Luz María já não chora por Dí María
Em Rosario, Argentina, há quem jure ainda hoje ter vislumbrado no Parque Urquiza, perto das margens do rio Paraná, uma mulher vestida de branco em gritos lancinantes, chamando pelo pelo filho. Luz María, de seu nome, que se perdeu de amores por um nobre espanhol no século XVII, homem já prometido em casamento e que não podia corresponder a esse amor. Reza a lenda adotada e adaptada por Rosario, que Luz María, por desgosto, se atirou às águas do Rio Paraná com o filho e que desde então não há noite em que não apareça em assombração.
As lendas vão sendo adaptadas. Por virtudes de investigação apurada ou de ou fértil imaginação, haverá quem se lembre agora de garantir que afinal Luz María, La Llorona de Rosario, chora não a morte de um filho mas a partida de dois: Lionel Messi e Di María, que tão jovens deixaram Rosario e atravessaram o Atlântico em busca de fortuna na Europa. E talvez alguém venha agora jurar que, no parque Urquiza, La Llorona deixou de chorar a partida de Di María. O anjo de Luz María.
Há em Rosario uma antecipação de celebração, que pode até começar por uma visita ao número 2066 da Rua Mariano Perdriel, a casa de família de Di María. Onde, com outros bravos sonhadores, fez parte da famosa banda de Perdriel, grupo de amigos que partilhavam um terreno baldio para jogar futebol. É possível que, nesse sonho de outros palcos, Di María tenha gritado, em assomos de guerrilheiro, o «Hasta la victoria, siempre». Senha imortalizada pelo conterrâneo Che Guevara, também ele nascido em Rosário.
O balanço da dupla passagem de Di María pelo Benfica não se mede em números. Não se mede em golos. Não se mede em títulos. Mede-se em emoções gravadas em memórias. E estas convertem-se em gratidão. E porque um obrigado é pouco, custa-me ver partir Di María sem a justa homenagem que lhe é devida. Que nos é devida a nós, adeptos do futebol, honrados por um dos melhores e mais vitoriosos jogadores da história do futebol ter jogado em Portugal. Uma publicação nas redes sociais e uma entrevista na BTV parece-me muito curto para todos. Acredito que o Benfica, que meritoriamente tem promovido várias homenagens a jogadores que o serviram com talento e dedicação, irá a tempo de corrigir esta ausência de uma despedida à dimensão da grandeza histórica do clube e do jogador. Por muito que não seja uma despedida, mas um até já.

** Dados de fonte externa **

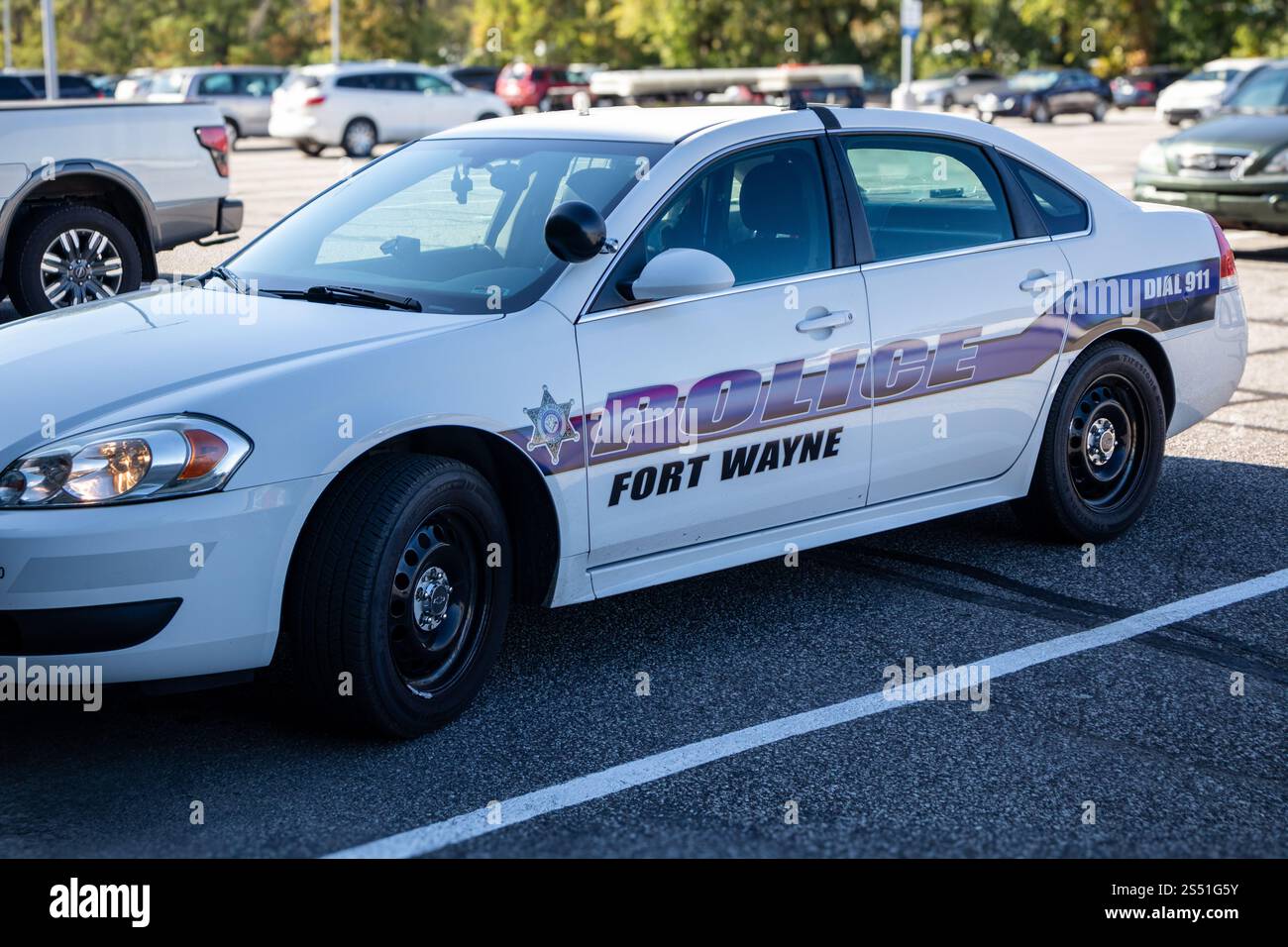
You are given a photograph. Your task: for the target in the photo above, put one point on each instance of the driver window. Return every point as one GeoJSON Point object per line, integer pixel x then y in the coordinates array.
{"type": "Point", "coordinates": [763, 211]}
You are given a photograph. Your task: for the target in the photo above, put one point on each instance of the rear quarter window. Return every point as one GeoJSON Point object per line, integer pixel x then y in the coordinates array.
{"type": "Point", "coordinates": [1060, 209]}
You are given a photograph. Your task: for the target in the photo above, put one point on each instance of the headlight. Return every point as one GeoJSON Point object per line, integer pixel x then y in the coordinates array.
{"type": "Point", "coordinates": [1153, 159]}
{"type": "Point", "coordinates": [1276, 165]}
{"type": "Point", "coordinates": [141, 460]}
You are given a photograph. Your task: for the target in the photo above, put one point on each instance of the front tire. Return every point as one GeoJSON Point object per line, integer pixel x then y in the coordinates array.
{"type": "Point", "coordinates": [395, 582]}
{"type": "Point", "coordinates": [1102, 447]}
{"type": "Point", "coordinates": [65, 256]}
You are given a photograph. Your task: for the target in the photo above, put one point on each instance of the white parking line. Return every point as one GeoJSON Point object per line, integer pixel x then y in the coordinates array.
{"type": "Point", "coordinates": [606, 783]}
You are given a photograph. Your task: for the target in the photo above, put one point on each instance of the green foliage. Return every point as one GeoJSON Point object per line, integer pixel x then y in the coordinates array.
{"type": "Point", "coordinates": [1108, 35]}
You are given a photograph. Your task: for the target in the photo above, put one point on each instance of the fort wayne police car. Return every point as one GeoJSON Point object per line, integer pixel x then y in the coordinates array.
{"type": "Point", "coordinates": [566, 356]}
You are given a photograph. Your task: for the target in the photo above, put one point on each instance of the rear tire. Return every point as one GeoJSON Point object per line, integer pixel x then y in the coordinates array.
{"type": "Point", "coordinates": [390, 583]}
{"type": "Point", "coordinates": [360, 138]}
{"type": "Point", "coordinates": [1102, 449]}
{"type": "Point", "coordinates": [117, 257]}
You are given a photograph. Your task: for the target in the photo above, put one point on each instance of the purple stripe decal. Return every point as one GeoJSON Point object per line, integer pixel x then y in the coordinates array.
{"type": "Point", "coordinates": [738, 401]}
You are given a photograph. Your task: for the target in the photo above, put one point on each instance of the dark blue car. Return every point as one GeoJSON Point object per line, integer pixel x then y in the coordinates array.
{"type": "Point", "coordinates": [1043, 93]}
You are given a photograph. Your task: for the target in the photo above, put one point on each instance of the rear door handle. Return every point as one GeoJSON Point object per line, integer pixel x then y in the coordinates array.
{"type": "Point", "coordinates": [1031, 282]}
{"type": "Point", "coordinates": [828, 320]}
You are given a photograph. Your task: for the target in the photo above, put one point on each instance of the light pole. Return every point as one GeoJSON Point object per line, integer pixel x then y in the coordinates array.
{"type": "Point", "coordinates": [8, 38]}
{"type": "Point", "coordinates": [47, 31]}
{"type": "Point", "coordinates": [335, 31]}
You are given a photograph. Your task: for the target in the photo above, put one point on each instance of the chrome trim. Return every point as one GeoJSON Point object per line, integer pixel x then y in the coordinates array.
{"type": "Point", "coordinates": [699, 296]}
{"type": "Point", "coordinates": [961, 252]}
{"type": "Point", "coordinates": [625, 245]}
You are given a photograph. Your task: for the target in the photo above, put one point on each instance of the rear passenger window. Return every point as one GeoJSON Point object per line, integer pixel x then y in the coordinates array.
{"type": "Point", "coordinates": [217, 84]}
{"type": "Point", "coordinates": [926, 195]}
{"type": "Point", "coordinates": [1061, 210]}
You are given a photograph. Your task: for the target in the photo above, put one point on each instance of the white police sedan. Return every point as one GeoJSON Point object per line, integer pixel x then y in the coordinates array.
{"type": "Point", "coordinates": [557, 357]}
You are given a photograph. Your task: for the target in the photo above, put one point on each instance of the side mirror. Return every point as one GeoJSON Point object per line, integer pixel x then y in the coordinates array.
{"type": "Point", "coordinates": [575, 232]}
{"type": "Point", "coordinates": [682, 272]}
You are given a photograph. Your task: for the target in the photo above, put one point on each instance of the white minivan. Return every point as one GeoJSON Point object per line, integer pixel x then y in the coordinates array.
{"type": "Point", "coordinates": [357, 106]}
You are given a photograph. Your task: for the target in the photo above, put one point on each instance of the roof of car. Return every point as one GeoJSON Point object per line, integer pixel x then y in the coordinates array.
{"type": "Point", "coordinates": [618, 123]}
{"type": "Point", "coordinates": [351, 67]}
{"type": "Point", "coordinates": [1235, 63]}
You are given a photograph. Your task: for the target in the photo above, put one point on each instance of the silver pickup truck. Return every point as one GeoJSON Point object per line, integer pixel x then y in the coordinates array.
{"type": "Point", "coordinates": [91, 191]}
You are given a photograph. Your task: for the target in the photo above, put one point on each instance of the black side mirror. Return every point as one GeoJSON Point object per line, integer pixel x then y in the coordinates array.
{"type": "Point", "coordinates": [575, 231]}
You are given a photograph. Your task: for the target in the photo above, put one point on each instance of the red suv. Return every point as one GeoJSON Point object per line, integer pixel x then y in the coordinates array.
{"type": "Point", "coordinates": [539, 86]}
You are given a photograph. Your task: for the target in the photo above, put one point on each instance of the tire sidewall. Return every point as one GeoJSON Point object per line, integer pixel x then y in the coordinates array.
{"type": "Point", "coordinates": [404, 710]}
{"type": "Point", "coordinates": [352, 153]}
{"type": "Point", "coordinates": [26, 287]}
{"type": "Point", "coordinates": [1073, 514]}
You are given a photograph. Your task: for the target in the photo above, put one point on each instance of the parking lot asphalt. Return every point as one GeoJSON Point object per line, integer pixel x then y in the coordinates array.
{"type": "Point", "coordinates": [1146, 729]}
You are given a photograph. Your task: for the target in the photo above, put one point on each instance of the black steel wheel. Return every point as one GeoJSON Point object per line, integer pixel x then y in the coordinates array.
{"type": "Point", "coordinates": [1102, 449]}
{"type": "Point", "coordinates": [398, 592]}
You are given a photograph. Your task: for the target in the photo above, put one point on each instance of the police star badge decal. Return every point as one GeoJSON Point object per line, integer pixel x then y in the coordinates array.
{"type": "Point", "coordinates": [550, 424]}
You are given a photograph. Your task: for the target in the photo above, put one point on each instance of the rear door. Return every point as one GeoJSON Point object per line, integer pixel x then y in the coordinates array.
{"type": "Point", "coordinates": [725, 412]}
{"type": "Point", "coordinates": [958, 291]}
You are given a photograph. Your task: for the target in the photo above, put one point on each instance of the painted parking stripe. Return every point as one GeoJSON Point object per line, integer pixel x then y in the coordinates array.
{"type": "Point", "coordinates": [613, 780]}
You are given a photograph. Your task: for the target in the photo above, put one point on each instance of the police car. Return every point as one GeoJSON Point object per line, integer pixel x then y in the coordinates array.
{"type": "Point", "coordinates": [550, 359]}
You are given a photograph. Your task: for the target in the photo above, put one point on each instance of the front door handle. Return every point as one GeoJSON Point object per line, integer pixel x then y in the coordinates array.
{"type": "Point", "coordinates": [1030, 283]}
{"type": "Point", "coordinates": [828, 320]}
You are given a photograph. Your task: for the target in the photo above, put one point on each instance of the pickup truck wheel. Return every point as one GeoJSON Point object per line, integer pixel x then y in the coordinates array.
{"type": "Point", "coordinates": [360, 138]}
{"type": "Point", "coordinates": [1102, 449]}
{"type": "Point", "coordinates": [397, 600]}
{"type": "Point", "coordinates": [72, 254]}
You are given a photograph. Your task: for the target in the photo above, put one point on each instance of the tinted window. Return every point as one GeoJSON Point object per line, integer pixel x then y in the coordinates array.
{"type": "Point", "coordinates": [217, 84]}
{"type": "Point", "coordinates": [428, 82]}
{"type": "Point", "coordinates": [926, 195]}
{"type": "Point", "coordinates": [13, 88]}
{"type": "Point", "coordinates": [1061, 210]}
{"type": "Point", "coordinates": [763, 211]}
{"type": "Point", "coordinates": [258, 84]}
{"type": "Point", "coordinates": [1267, 89]}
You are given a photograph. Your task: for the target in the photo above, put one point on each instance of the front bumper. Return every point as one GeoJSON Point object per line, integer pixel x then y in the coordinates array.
{"type": "Point", "coordinates": [222, 556]}
{"type": "Point", "coordinates": [1236, 208]}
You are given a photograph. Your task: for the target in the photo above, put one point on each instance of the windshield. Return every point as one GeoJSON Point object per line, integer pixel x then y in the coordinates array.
{"type": "Point", "coordinates": [1267, 89]}
{"type": "Point", "coordinates": [1034, 80]}
{"type": "Point", "coordinates": [167, 82]}
{"type": "Point", "coordinates": [456, 224]}
{"type": "Point", "coordinates": [1211, 75]}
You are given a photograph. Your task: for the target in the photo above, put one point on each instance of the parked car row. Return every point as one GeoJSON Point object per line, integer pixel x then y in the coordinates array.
{"type": "Point", "coordinates": [1235, 165]}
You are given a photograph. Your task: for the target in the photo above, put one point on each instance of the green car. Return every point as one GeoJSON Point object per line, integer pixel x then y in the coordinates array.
{"type": "Point", "coordinates": [1233, 166]}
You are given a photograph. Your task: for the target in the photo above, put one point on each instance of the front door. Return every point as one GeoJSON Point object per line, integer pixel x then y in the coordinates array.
{"type": "Point", "coordinates": [964, 347]}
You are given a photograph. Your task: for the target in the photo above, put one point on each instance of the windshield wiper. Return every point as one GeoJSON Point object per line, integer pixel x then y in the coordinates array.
{"type": "Point", "coordinates": [349, 295]}
{"type": "Point", "coordinates": [233, 281]}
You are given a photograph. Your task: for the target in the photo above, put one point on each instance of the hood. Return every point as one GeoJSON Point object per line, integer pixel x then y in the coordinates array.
{"type": "Point", "coordinates": [1256, 133]}
{"type": "Point", "coordinates": [95, 363]}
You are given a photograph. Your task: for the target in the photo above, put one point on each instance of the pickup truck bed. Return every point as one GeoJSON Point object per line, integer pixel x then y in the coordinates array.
{"type": "Point", "coordinates": [91, 191]}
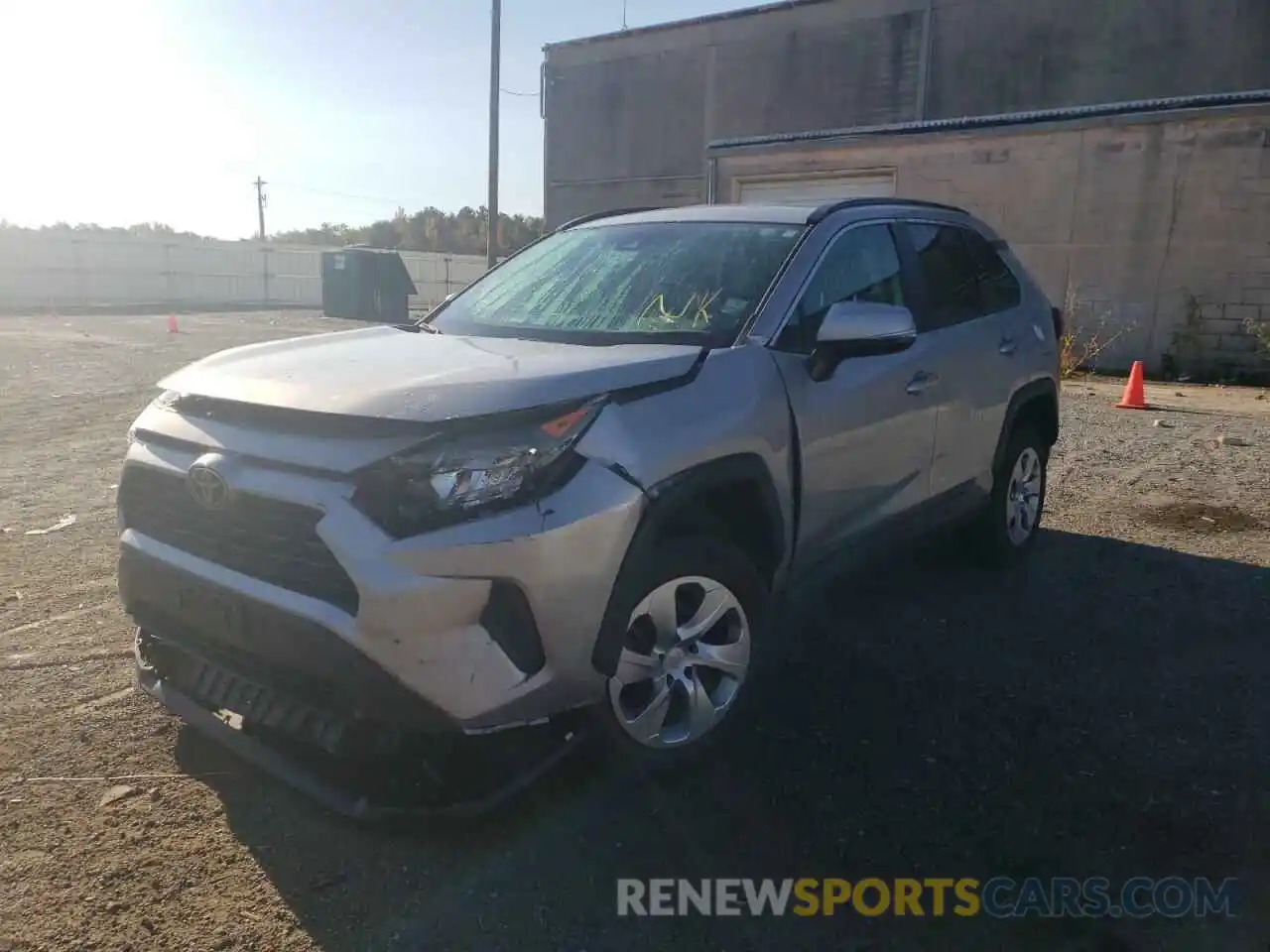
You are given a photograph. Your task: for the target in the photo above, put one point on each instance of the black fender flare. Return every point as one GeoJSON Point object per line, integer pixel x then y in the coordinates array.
{"type": "Point", "coordinates": [667, 499]}
{"type": "Point", "coordinates": [1044, 390]}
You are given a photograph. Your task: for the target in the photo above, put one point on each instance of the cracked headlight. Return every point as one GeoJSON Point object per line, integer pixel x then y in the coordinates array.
{"type": "Point", "coordinates": [453, 477]}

A Di María nada tenho a perguntar, nada tenho a apontar, nada a lamentar. Ele é uma das razões para gostar tanto de futebol. Nada faz tanto sentido dizer-lhe agora quanto um profundo obrigado e desejar que continue a ser feliz no Rosario Central.
Di María regressou à primeira casa, quase 20 anos depois de ter partido para jogar no Benfica. Passeando pelo Parque da Independência, parando um pouco a apreciar o Monumento Nacional de La Bandera, onde pela primeira vez se ergueu a bandeira argentina, olhando montras na Rua Córdoba ou até rezando na Catedral de Nossa Senhora do Rosario, é bem possível que Di María esteja a cantarolar os, talvez, dois dos versos mais emblemáticos do poema Volver, escrito por Alfredo La Pera e brilhantemente transformado em tango pelo imortal e genial Carlos Gardel:
«Sentir que es un soplo la vida
Que veinte años no es nada.»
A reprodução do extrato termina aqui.